Un recente sondaggio fotografa una situazione allarmante nel mercato del lavoro in Svizzera. L’opinione dell’esperto.
ZURIGO - Prima sopraggiunge la stanchezza, poi si somma lo stress e infine l'equazione è completata dal burnout. Il campanello d'allarme, ormai suonato più di una volta negli ultimi anni, giunge da un sondaggio condotto dall’istituto di ricerca Sotomo per lo studio sulla salute 2024 della CSS. I dati lasciano poco spazio all’interpretazione: il 68% degli intervistati si sente spesso esausto o stanco. E circa il 75% accusa il peso della responsabilità di produrre sempre al massimo delle capacità.
Niente di nuovo, purtroppo - Una fotografia che non sorprende la psichiatra Barbara Hochstrasser, specialista in burnout ed esaurimento a lungo termine. Dall'inizio del nuovo millennio diversi studi hanno dimostrato che il numero di persone che si sentono sfinite o stressate cronicamente è in costante aumento. La Svizzera non fa eccezione. Ma facciamo un po’ di chiarezza. Come viene misurato lo stress? «Si usa un modello chiamato indice di stress lavorativo. Si analizza il livello di stress di una persona sul posto di lavoro e lo si paragona alla quantità di “risorse” necessarie per compiere le mansioni che richiede l'incarico», spiega la psichiatra al Tages-Anzeiger. In concreto, «chi dispone di tante energie e potenzialità, in aggiunta a un sostegno costante da parte dei superiori, riesce ad assorbire anche alte quantità di stress».
La partita insomma si gioca sull’equilibrio. «Negli ultimi anni notiamo però che in molte occasioni questo bilanciamento si è rotto: le risorse tendono a diminuire e le responsabilità ad aumentare. Una situazione che si somma con l’aumento dell’esaurimento, sia nel mondo del lavoro che nell’intero ambiente di vita».
Le colpe della digitalizzazione - Le ragioni sono molteplici. Hochstrasser individua però nella digitalizzazione una delle cause principali. «Il lavoro non è aumentato, ma piuttosto è diminuita la distanza. In una giornata vengono programmati tutta una serie di impegni, anche in ambiti diversi, che in passato avrebbero richiesto magari lunghi spostamenti e un tempo maggiore».

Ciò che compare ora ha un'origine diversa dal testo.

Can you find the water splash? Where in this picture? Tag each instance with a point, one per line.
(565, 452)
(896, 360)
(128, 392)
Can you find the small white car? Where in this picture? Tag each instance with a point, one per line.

Le fasce più giovani della popolazione sembrerebbero, secondo il sondaggio citato, più colpite dal fenomeno. Solo il 20% delle persone tra i 18 e i 36 anni si considera “molto sano”.
«Questa situazione è dovuta alla permacrisi, cioè alla continua incertezza sul futuro causata dalla crisi climatica, dalla pandemia, dalla guerra e dalle tante incognite sul mercato del lavoro».
Gli schermi non aiutano - E anche qui, secondo la psichiatra, la digitalizzazione ha le sue colpe. «I lavori che richiedono l’uso dei media digitali sono in forte aumento». Le conseguenze? «Passiamo ore davanti a uno schermo». Al tempo stesso sempre meno persone svolgono lavori manuali e fisici. «È molto più difficile mantenere l'equilibrio tra attivazione e rilassamento: lo schermo richiede una concentrazione costante. La luce dei dispositivi causa insonnia, mal di testa e non aiuta a dormire né a recuperare in modo ottimale».
La domanda sorge però spontanea. Come rendersi conto che il burnout è dietro l’angolo? «Quando si ricomincia la settimana e le energie sono già esaurite è un brutto segnale. Ci sono casi di persone che dopo le vacanze gettano la spugna e si licenziano. Questi momenti di recupero sono essenziali». Non bisogna insomma ignorare i segnali che il corpo ci manda.